In October, 1890, the first classes were held at the newly-reopened Dickinson School of Law, then housed in Dickinson College’s Emory Hall. Whatever library might have existed at Judge John Reed’s 1834 law school had long since disappeared. According to the June, 1898, issue of The Forum, “When the school opened...it had not a single book.”
It was left to Dean William Trickett to address this situation. Space for a library was set aside and Trickett gave books from his personal library to the school. Donations were also received from the school’s president, the Rev. Dr. George Reed, and from members of the school’s Board of Incorporators. The school’s first foreign student, Issa Tanimura of Tokyo, Japan, Class of 1892, sponsored a fair “after the manner of those given in the Empire of Japan” that raised $450 for the purchase of library books.
The 1893 Microcosm reported that “[a] handsome library of some seven or eight hundred volumes graces the northern end of the recitation hall, and on the walls hang the pictures of Blackstone, Hamilton and Webster—an inspiration to the many students to emulate these great men.” The library also served as a social center for the school. David N. Feldman, Class of 1919, recalled that “the old library on the second floor [of Emory Hall] was well worn and at one spot near the window there was a hole several inches in circumference. The tobacco chewers always fought for a comfortable spot near the window so they could try to hit the hole when they were ready to emit the tobacco juice from their mouths.”
In 1918, the law library was moved to significantly larger quarters, a 54 by 60 foot room on the second floor of the law school’s new home, Trickett Hall. The 1918-1919 Catalogue described the new location as follows:
The library of the school is well adapted to the needs of the student. Already large—containing possibly 6000 volumes—it is yearly growing. It is in a large, well-lighted and heated room, with ample table accommodations. But very few lawyers in the State have ready access to so large and well selected a number of text-books and decisions....It is open from 8 a.m. to 10 p.m. every day except Sunday.
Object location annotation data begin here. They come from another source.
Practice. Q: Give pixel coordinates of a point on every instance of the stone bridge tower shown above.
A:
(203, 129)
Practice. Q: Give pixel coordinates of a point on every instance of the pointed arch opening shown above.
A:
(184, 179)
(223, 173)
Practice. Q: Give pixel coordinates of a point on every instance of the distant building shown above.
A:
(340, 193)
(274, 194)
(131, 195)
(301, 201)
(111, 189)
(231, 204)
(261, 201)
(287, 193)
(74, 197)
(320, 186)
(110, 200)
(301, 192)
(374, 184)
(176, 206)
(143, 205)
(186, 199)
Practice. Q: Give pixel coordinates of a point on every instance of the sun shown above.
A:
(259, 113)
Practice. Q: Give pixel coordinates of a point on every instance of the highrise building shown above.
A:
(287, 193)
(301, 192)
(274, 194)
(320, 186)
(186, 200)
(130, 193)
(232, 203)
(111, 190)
Prior to World War II, law students ran the library under the supervision of a faculty member. One of the their primary duties was persuading their classmates to reshelve their books; the January 1900 issue of The Forum stated that students who failed to do so were “ingrainedly selfish and inconsiderate” and deserved “no more consideration…than any other nuisance.” The school began employing professional law librarians in the 1950’s; James R. Fox, the school’s longest serving law librarian, held the position of library director for almost 30 years.
By the 1950s the ever-growing collection and the increased student population had placed a severe strain on the library. In 1961 Dean Morris Shaffer wrote that “faculty offices throughout Trickett Hall are filled with library books because there is no room elsewhere.”
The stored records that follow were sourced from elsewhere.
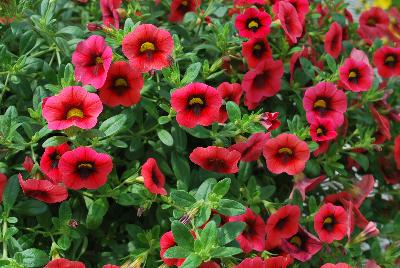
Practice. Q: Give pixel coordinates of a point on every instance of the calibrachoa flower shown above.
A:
(73, 106)
(325, 101)
(122, 86)
(196, 104)
(253, 236)
(253, 23)
(43, 190)
(148, 48)
(283, 224)
(154, 180)
(92, 59)
(330, 223)
(286, 153)
(216, 159)
(83, 167)
(50, 159)
(263, 81)
(387, 60)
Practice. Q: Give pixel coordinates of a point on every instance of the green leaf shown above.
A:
(113, 124)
In 1962, ground was broken for a new Library/Research Center. The February 1962 Bill of Particulars reported that the new facility would “permit expansion and growth and provide for the new publications essential to a modern, progressive law school.” The new building, which opened in 1963, increased the school’s law library capacity from 50,000 to 150,000 volumes.
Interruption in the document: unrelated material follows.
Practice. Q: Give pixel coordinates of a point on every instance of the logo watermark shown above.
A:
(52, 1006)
The library’s size continued to increase, reaching 75,000 volumes by 1977. That year construction began on a new Library/Advocacy Center designed to double library study and stack space. Additional library space was gained with the opening of the Center for Advanced Legal Education in 1985.
The law library entered the electronic age in November 1978 when the first LEXIS terminal was installed. A Westlaw terminal was installed the following year.
The 2000 merger of the Dickinson School of Law with the Pennsylvania State University opened new doors for the law library. The library’s holdings were added to The CAT and law students and faculty gained access to the University’s databases and print collections. In turn, the addition of Dickinson’s collection provided the University with a strong law library and it was the addition of the law library’s 393,473 volumes that moved the Penn State’s collection past the four million mark.